Source is Amazon Business Productivity
This is a guest blog written by Yoshio Nakamura at NTT East. The content and opinions in this post are those of the third-party author and AWS is not responsible for the content or accuracy of this post.
NTT East primarily provides internet connection services and mobile communication services as a regional communication service provider in Japan, but we also focus on digital transformation (DX) through various cloud services. As one of the services to improve communication, we are utilizing Amazon Chime SDK.
Today, I would like to introduce a part of the challenge using Amazon Chime SDK within our company.
Remote Assist Tool
In my team, we have developed and operating a “Remote Assist Tool” that connects consumers with communication problems and the contact center using Amazon Chime SDK Meetings to support consumers in real-time with video and audio. Previously, the contact center mainly solved problems by talking over the phone, but by using video to communicate, we can quickly resolve issues that cannot be conveyed through language alone, leading to an improvement in customer satisfaction.
For development, we chose a service based on WebRTC to prioritize real-time performance. Among several services, we selected Amazon Chime SDK due to the following considerations:
- Amazon Chime SDK has long and stable experience
- Amazon Chime SDK’s pay-as-you-go model matched the usage rate of the service by agents, rather than a licensing system
- Capability to customize the SDK to fit for secure locations like a contact center
The Remote Assist Tool is a serverless web application based on React. The basic parts of the UI use the Amazon Chime SDK React Component Library, enabling even a small team to achieve rich UI and simple business logic.

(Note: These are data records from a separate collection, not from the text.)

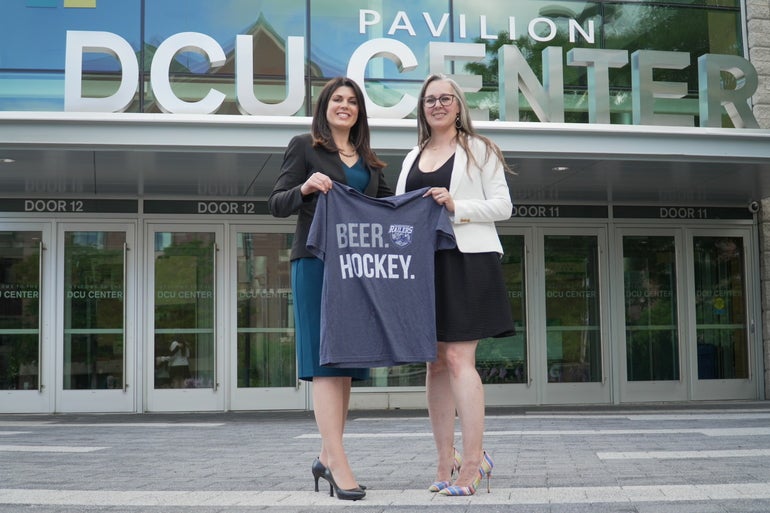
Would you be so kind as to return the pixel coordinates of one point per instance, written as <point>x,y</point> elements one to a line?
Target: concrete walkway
<point>700,458</point>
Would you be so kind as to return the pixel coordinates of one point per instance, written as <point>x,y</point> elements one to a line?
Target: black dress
<point>471,298</point>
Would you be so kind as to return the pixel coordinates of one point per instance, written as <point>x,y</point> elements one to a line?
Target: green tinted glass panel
<point>185,351</point>
<point>649,281</point>
<point>266,350</point>
<point>504,360</point>
<point>94,288</point>
<point>720,308</point>
<point>19,310</point>
<point>572,309</point>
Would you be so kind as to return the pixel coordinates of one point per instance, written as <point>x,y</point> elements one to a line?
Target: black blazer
<point>300,161</point>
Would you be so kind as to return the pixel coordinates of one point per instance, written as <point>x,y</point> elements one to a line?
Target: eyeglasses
<point>445,100</point>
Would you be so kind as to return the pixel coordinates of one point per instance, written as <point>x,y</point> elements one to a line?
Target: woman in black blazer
<point>337,149</point>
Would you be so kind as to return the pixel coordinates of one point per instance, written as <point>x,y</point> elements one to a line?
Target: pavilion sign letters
<point>546,98</point>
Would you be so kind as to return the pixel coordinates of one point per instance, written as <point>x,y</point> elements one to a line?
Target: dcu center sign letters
<point>546,98</point>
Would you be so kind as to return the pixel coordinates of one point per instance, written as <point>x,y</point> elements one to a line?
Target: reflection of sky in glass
<point>335,34</point>
<point>222,20</point>
<point>34,38</point>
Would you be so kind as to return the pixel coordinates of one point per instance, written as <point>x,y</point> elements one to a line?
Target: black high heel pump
<point>353,494</point>
<point>319,469</point>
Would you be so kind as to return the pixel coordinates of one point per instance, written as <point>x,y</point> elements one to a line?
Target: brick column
<point>758,37</point>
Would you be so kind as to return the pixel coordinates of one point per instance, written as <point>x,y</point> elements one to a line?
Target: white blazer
<point>480,194</point>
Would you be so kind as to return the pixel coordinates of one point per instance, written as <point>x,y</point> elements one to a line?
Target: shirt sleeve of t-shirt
<point>445,234</point>
<point>316,239</point>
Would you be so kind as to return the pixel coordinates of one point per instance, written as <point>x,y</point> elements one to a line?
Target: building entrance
<point>687,321</point>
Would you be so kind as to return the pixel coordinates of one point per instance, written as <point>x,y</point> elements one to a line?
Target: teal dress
<point>306,285</point>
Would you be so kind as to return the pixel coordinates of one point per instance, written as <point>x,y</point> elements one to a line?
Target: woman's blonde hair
<point>463,124</point>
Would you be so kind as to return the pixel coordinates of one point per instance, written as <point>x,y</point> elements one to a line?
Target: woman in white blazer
<point>466,173</point>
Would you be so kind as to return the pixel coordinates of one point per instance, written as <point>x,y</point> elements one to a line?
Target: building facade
<point>139,141</point>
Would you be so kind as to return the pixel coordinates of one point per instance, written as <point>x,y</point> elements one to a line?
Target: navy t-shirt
<point>378,306</point>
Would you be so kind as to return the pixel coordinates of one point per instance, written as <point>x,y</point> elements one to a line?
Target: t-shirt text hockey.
<point>378,304</point>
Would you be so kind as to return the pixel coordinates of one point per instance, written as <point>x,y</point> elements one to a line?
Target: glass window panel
<point>678,29</point>
<point>498,360</point>
<point>94,274</point>
<point>649,280</point>
<point>35,39</point>
<point>269,22</point>
<point>334,29</point>
<point>504,360</point>
<point>19,310</point>
<point>185,351</point>
<point>572,309</point>
<point>720,308</point>
<point>266,346</point>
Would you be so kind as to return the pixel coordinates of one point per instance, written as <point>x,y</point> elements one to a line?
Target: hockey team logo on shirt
<point>401,234</point>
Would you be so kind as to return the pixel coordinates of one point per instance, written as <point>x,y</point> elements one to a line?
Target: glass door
<point>25,360</point>
<point>505,364</point>
<point>184,365</point>
<point>721,315</point>
<point>95,301</point>
<point>573,366</point>
<point>652,352</point>
<point>263,357</point>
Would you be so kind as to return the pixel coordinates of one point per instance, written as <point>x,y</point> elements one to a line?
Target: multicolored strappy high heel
<point>440,485</point>
<point>485,469</point>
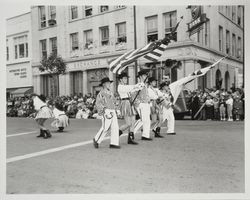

Contact center agents log in with Amazon Cognito and send consumers a guest access URL with Amazon SNS. Consumers join the video meeting from the URL and send real-time video to the meeting.
Even though video transmission is simple, we used the real-time platform’s data messages feature to improve the quality of communication.
The data messages feature is based on WebRTC used in Amazon Chime SDK Meeting, and uses WebSocket prepared for video connections as data communication. It can deliver up to 2KB of character strings to all meeting attendees, including oneself, and retains them on the server for up to 5 minutes. The messages are deleted once the meeting ends.
Drawing
The remote assistance tool uses data messages to add markers to real-time images and make it easy for the other person to understand the problem areas in the video.
type Coodinate = {
x: number;
y: number;
tileId: number;
isDrawing: boolean;
};
Finally, this data wrapped with sender information and topic information is reflected to all attendees.
Image Transmission
Unfortunately, if the hand holding the camera moves, the marker will point to a completely different location. Therefore, there was a request to mark a snapshot of the video and send it to the other party. Uploading images is prohibited due to the risk of containing personal information.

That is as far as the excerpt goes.